The Black Tower or Murder of a Lady

Murder of a Lady

The past few months I have found it most difficult to settle down with reading. I would choose a title, then put it back and pull another from the shelf, only to have it lay listlessly on my night table inducing guilt. Through sheer luck I passed by my neighbor who was loading the boot of her car with boxes of books for recycling. Knowing no graciousness when it comes to the written word, I bluntly asked if I could look. She, on the other hand, graciously stepped aside.
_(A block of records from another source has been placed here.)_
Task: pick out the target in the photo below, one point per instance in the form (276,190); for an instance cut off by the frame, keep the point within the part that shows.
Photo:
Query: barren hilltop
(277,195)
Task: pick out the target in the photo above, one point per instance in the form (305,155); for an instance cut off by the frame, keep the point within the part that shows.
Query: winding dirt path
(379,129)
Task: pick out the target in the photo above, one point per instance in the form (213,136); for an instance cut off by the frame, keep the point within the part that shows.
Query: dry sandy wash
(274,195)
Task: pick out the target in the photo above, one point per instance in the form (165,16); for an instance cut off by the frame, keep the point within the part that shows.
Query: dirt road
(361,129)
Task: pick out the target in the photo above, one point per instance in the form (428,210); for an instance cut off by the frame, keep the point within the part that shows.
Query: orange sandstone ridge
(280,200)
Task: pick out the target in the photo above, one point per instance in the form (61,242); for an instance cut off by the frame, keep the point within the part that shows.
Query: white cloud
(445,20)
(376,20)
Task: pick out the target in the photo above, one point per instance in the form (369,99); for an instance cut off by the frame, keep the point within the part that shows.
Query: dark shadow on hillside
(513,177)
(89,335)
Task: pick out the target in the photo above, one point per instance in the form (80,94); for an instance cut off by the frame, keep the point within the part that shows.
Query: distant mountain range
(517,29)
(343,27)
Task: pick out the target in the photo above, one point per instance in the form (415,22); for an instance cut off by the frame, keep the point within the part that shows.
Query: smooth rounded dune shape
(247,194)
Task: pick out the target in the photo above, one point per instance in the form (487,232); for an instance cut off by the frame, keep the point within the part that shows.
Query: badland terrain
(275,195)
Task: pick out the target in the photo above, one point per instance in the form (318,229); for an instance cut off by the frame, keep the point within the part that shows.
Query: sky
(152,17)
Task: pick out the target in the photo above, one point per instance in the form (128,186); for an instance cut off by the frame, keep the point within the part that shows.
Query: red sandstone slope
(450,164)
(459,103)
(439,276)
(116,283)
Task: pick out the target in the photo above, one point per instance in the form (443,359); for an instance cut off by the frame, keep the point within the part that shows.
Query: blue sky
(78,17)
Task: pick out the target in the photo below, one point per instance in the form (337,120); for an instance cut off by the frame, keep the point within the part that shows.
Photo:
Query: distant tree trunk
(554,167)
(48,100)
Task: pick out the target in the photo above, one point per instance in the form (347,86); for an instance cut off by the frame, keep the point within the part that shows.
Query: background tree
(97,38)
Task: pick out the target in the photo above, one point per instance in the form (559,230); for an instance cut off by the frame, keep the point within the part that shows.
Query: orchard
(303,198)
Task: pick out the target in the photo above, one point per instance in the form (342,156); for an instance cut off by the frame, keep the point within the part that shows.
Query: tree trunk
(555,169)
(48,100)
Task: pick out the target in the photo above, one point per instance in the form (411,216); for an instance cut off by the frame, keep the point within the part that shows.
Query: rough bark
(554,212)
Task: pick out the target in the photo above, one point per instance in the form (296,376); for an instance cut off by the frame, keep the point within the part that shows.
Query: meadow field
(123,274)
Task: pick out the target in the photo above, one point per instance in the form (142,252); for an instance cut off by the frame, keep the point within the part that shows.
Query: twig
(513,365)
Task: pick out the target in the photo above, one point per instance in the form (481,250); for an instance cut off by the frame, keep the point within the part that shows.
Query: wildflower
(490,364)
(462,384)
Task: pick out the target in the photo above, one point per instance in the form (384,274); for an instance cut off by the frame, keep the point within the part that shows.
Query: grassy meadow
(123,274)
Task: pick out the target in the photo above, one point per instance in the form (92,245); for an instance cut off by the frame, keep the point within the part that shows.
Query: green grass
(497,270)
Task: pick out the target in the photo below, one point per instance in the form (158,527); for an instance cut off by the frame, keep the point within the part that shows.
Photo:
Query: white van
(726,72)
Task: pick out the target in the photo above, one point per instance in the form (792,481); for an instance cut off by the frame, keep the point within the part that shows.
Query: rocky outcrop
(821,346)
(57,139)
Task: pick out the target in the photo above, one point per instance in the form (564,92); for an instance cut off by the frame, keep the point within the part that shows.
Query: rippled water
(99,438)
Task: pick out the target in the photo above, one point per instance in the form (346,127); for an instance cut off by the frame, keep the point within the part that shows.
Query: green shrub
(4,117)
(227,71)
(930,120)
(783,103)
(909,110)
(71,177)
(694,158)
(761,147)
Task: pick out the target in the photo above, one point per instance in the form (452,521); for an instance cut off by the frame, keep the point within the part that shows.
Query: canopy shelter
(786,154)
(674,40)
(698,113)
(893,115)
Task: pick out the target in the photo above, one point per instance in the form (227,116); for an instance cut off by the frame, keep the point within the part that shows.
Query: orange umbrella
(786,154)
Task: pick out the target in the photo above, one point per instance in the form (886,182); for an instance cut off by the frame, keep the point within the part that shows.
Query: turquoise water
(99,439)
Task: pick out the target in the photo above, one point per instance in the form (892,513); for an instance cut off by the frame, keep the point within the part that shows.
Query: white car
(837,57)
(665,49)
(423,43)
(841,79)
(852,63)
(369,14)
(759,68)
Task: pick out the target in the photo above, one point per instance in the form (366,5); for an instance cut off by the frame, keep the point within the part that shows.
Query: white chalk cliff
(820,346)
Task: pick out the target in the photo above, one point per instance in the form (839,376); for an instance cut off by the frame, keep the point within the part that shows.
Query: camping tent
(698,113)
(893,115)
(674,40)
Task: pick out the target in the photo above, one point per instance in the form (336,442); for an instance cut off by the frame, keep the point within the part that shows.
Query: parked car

Without any sensitivity to my patron’s sensibilities in reading, I assessed the goods, and grabbed two, concluding with, “These are the only ones of interest to me.” Clutching my almost-stolen goods, I blithely waved  a “thank you” (please note!) to scurrying home, leaving her there, I am sure, with the impressions that I am not only rude, but a poor reader.

To my delight, the Adam Dalgliesh mystery title, The Black Tower, did help me settle in with reading. Of course, I simply cannot read one book at a time, so I scuttled down the street (unfortunately my bookish neighbor was nowhere to be seen) to our local library for another mystery. The cover of a quality paperback caught my eye. Having never heard of the author, but loving the setting in the Scottish highlands, I hurried home to begin the second adventure. Murder of a Lady by Anthony Wynne (pseudonym of Robert McNair-Wilson (1882-1963) held promise with the opening plot, and quickly disintegrated into a dreadfully dull read. This is only one of his 27 newly republished works, but I am not yet brave or bored enough to tackle another.

These two writing styles are polar opposites. Where James gives the reader visceral imageries of settings and weaves in the complexity of her characters with their flaws and brilliance, Wynne characters are flat, and smack of caricatures of  “the doctor,” the Scottish lord,” and the “the bumbling inspector.” James’s vocabulary is stellar along with her ability to layer tension on multiple levels; Wynne’s style  is mundane and predictable of the most elementary of aspiring writers, with a feel of the abruptness apparent in many Agatha Christie books.

Lesson learned: Do not judge a book by its cover. (Although I may need bibliotherapy to deal with this habit!)